Recently, there were news reports quoting Canadian auto union Unifor, pointing to the possibility of the Ford Flex SUV being killed in four years. Well, this may not come as a shock to those who have been following the sales performance of the people mover over the years. But, most will agree that it’s sad and disappointing to see a bold venture that attempted to create a whole new niche in the SUV market not achieve the kind of success it probably should have.
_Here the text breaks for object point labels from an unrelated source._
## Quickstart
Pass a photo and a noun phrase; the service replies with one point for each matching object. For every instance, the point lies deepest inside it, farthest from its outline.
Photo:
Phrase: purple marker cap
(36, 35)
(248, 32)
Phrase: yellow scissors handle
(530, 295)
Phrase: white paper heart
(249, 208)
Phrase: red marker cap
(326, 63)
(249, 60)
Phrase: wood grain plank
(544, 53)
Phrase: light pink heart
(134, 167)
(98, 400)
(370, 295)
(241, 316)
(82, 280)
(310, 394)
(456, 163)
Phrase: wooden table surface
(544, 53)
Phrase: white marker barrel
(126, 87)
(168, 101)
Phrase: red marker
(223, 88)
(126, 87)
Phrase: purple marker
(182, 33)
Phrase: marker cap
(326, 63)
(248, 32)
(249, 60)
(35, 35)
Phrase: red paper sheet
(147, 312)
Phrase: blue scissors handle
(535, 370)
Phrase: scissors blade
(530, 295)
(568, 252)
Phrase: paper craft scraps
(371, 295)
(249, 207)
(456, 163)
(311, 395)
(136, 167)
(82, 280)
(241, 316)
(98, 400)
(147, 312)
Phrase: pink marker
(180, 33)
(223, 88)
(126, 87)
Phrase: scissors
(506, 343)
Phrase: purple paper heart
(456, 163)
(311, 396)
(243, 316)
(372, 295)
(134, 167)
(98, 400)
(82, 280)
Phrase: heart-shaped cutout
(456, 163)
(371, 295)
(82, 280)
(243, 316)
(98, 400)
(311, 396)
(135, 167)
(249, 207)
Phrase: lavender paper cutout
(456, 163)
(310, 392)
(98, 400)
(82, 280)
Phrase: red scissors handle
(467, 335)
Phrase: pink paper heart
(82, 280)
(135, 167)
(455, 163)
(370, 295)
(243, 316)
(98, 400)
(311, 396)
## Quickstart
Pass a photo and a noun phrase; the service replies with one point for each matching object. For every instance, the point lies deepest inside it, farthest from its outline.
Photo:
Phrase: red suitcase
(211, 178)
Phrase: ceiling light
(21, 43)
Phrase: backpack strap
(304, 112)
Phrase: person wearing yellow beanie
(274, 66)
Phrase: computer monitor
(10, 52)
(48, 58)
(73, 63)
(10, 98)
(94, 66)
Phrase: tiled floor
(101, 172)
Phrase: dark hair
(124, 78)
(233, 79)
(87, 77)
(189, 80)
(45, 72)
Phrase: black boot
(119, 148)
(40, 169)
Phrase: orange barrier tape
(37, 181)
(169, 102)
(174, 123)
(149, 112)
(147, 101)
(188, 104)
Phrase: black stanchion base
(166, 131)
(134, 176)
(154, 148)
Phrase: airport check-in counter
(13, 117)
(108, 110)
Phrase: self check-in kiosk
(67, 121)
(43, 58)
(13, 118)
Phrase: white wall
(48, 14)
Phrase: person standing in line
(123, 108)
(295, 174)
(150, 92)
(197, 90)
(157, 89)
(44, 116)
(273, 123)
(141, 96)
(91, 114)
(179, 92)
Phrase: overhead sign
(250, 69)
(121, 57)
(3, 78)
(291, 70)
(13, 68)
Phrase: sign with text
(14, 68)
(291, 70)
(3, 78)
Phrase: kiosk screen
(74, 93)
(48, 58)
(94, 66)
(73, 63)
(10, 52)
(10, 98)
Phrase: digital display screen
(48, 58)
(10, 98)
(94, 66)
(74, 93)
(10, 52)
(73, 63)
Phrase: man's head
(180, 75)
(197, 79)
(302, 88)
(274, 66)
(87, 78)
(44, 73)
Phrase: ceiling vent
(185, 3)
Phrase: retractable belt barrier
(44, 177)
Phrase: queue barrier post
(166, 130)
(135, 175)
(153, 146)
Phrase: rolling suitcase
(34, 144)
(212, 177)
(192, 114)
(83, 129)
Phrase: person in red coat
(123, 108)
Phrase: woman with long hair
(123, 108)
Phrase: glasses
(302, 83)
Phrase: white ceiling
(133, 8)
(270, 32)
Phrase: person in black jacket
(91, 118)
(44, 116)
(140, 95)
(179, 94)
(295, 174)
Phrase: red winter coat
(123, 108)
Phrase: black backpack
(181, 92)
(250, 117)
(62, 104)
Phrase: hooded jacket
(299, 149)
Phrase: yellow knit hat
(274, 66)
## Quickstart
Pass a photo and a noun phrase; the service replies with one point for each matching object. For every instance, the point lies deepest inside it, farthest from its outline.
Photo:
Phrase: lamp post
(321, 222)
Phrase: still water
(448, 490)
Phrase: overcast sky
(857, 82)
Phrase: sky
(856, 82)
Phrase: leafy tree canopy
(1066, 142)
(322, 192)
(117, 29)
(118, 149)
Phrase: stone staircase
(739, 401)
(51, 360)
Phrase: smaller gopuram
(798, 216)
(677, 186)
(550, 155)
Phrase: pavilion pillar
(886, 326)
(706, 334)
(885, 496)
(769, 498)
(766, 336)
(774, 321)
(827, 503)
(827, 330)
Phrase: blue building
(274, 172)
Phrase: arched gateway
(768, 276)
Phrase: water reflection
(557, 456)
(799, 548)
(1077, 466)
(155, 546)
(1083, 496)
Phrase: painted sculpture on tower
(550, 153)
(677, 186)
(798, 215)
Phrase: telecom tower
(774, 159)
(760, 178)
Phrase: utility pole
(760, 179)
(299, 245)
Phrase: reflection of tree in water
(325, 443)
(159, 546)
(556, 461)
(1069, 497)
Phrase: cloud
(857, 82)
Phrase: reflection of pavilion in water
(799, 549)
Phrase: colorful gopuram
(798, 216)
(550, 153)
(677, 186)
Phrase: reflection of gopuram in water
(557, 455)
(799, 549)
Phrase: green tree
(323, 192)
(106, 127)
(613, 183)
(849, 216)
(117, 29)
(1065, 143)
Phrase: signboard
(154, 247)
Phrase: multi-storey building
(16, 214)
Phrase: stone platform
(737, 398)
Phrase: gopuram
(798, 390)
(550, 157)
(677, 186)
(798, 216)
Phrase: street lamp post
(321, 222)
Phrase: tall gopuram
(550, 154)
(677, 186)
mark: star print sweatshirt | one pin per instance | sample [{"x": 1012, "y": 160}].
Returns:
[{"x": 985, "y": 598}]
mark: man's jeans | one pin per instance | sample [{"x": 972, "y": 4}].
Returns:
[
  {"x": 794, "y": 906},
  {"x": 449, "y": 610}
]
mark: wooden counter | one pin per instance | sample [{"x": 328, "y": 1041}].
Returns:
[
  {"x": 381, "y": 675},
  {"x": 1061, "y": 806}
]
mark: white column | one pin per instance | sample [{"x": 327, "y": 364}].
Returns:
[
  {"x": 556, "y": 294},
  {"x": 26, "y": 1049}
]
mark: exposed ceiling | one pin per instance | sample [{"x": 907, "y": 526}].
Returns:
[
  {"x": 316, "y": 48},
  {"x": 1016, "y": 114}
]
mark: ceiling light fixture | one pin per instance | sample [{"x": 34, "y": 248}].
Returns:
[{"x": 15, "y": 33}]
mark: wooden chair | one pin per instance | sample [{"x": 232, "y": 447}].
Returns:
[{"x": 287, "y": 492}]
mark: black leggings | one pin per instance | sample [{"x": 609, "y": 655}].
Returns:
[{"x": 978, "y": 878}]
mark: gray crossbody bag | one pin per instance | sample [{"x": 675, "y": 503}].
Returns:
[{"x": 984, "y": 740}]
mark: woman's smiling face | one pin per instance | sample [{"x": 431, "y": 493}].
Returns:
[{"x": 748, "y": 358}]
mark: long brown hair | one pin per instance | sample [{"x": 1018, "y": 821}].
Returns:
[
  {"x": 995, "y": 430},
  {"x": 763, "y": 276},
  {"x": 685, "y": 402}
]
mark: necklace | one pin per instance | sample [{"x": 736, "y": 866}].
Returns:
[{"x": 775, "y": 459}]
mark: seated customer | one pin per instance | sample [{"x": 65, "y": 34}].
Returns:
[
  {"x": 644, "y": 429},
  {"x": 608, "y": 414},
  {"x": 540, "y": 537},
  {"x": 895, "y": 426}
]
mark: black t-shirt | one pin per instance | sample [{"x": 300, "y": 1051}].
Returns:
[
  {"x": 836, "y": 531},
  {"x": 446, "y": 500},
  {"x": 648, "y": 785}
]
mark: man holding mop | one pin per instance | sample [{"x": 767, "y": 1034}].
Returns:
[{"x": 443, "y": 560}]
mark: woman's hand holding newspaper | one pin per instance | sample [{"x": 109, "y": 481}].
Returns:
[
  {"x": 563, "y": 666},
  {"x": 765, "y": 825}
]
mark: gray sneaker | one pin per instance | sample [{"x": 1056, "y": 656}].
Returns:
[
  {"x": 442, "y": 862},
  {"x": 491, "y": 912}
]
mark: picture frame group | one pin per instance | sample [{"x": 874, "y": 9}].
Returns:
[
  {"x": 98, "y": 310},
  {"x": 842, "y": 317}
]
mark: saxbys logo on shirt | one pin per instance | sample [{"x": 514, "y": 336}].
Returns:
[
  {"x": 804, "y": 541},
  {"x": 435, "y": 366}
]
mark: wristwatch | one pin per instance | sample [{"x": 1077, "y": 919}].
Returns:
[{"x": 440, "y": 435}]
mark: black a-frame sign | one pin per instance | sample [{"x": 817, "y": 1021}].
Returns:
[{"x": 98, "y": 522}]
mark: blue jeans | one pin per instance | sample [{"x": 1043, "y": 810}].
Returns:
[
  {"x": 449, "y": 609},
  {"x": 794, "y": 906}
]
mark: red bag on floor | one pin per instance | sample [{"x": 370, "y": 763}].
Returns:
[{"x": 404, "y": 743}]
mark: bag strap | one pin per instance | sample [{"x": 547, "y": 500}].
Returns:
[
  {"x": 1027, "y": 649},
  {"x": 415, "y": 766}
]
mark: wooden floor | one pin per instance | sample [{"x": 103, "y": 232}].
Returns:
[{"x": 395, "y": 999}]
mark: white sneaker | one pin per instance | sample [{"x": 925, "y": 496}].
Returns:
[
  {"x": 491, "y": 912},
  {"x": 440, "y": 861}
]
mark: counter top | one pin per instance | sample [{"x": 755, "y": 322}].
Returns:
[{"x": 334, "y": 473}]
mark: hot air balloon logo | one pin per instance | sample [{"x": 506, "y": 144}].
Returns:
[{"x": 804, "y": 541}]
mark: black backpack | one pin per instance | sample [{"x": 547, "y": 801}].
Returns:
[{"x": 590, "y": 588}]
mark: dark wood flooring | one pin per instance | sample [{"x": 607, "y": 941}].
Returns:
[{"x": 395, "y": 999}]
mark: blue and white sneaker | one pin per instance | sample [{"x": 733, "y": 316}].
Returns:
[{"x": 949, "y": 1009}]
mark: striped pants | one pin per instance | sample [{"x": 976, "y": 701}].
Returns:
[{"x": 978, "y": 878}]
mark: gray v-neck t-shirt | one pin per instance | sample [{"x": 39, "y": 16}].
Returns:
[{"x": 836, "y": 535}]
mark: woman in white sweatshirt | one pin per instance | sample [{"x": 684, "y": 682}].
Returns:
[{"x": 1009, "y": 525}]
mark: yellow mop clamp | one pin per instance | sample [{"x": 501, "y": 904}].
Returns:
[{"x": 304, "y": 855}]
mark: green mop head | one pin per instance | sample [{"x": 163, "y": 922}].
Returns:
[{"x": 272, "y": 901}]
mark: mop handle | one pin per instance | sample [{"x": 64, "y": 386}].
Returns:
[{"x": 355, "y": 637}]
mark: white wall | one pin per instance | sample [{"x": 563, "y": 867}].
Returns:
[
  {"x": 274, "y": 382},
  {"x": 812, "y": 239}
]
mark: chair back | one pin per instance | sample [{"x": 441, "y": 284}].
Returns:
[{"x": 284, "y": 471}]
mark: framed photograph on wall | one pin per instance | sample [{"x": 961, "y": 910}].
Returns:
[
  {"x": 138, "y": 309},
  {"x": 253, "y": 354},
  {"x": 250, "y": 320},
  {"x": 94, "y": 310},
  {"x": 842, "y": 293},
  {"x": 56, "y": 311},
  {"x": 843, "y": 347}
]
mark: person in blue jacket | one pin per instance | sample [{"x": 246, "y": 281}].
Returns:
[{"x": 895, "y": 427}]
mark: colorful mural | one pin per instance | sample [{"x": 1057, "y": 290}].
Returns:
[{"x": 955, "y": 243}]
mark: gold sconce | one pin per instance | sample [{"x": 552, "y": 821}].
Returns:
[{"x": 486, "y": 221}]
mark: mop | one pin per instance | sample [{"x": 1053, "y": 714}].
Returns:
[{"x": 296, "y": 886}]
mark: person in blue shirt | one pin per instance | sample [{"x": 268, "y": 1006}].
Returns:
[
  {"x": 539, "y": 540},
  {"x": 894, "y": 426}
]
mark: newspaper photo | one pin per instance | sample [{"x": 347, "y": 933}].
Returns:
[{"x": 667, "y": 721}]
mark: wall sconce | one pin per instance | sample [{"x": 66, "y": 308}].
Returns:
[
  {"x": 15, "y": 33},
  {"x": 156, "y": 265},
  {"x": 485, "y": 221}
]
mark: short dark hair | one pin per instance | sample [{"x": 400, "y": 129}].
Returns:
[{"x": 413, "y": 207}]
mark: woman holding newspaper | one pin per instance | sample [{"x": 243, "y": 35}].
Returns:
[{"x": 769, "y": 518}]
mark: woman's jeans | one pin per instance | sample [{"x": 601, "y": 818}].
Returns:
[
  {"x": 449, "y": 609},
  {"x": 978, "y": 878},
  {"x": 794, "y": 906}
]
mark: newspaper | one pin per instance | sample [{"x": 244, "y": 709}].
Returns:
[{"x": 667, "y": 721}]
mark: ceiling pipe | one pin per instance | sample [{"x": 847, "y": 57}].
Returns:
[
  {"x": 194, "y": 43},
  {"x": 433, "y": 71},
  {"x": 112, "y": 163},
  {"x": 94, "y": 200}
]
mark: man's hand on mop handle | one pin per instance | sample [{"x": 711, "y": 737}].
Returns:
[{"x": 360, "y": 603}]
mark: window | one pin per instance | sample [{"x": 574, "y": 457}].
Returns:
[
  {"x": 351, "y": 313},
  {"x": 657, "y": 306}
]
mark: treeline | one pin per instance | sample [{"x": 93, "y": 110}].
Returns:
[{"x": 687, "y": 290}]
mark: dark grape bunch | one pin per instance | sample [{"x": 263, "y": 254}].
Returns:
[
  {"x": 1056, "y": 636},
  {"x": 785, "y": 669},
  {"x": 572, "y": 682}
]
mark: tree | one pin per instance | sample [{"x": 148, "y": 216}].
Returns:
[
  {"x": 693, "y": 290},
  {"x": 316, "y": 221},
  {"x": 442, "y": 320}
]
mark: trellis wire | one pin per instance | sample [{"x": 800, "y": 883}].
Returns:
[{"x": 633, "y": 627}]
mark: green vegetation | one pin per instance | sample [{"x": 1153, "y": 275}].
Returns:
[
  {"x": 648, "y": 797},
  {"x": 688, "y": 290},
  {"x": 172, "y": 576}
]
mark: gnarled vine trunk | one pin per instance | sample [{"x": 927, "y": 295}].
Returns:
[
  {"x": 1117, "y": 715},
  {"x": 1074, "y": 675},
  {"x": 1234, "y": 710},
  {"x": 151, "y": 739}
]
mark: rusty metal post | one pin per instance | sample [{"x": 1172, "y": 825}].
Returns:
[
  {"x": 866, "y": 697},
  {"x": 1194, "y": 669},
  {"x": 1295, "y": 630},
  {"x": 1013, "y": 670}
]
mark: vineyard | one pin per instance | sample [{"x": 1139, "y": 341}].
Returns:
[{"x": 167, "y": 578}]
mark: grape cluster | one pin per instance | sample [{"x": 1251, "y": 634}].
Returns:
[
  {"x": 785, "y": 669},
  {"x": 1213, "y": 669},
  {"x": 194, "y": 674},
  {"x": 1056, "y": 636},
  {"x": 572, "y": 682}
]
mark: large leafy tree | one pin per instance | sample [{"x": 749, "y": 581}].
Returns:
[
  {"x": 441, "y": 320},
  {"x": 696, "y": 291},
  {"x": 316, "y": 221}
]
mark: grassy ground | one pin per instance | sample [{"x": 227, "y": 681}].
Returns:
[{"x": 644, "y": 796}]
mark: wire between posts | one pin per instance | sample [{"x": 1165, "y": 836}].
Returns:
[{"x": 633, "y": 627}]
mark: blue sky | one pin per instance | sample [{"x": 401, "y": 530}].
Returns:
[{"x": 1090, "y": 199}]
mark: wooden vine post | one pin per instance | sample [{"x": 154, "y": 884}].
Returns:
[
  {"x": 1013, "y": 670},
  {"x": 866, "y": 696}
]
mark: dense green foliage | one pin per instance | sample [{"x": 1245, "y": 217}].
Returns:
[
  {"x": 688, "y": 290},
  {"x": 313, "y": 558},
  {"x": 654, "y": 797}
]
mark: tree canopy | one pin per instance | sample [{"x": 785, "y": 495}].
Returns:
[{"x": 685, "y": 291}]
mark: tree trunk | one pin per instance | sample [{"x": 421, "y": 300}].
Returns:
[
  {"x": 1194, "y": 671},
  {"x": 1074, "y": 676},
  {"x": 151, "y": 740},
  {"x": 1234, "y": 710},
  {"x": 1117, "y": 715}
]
When it was unveiled at the 2007 New York International Auto Show, the Flex created a flutter of excitement in the industry. At a time when most manufacturers were frantically making their entry into the lucrative SUV market by following a set template, here was a model that stood apart from the crowd. Penned by Peter Horbury, who was executive design director of Ford at the time, the Flex evoked memories of the Woodie designs, which were in vogue from the Thirties to the Sixties with distinctive grooves on its doors and tailgate. Its low-slung stance, retro styling cues, and exceptionally wide and long body-style reminiscent of the Mini made for a refreshing change from the other SUVs on the market then. And many shared Ford’s confidence that the Flex would be as revolutionary a model as the Mini and that it would go on to be a huge success.
But it didn’t. Initially, the Flex did attract buyers looking for a roomy family vehicle at an affordable price. However, the initial enthusiasm waned and sales never caught on as Ford had expected. Persisting without a major update for too long has been cited as one of the main reasons for the Flex’s failure, with many potential buyers choosing the more frequently updated Explorer over it as it also provided an element of ruggedness and off-road capabilities that the Flex lacked. A facelift in 2013 proved too little too late, and recalls for faulty power steering systems and power transfer units only added to its woes. Looking at the dismal sales figures, a lifeline until 2020 seems a bit of a stretch.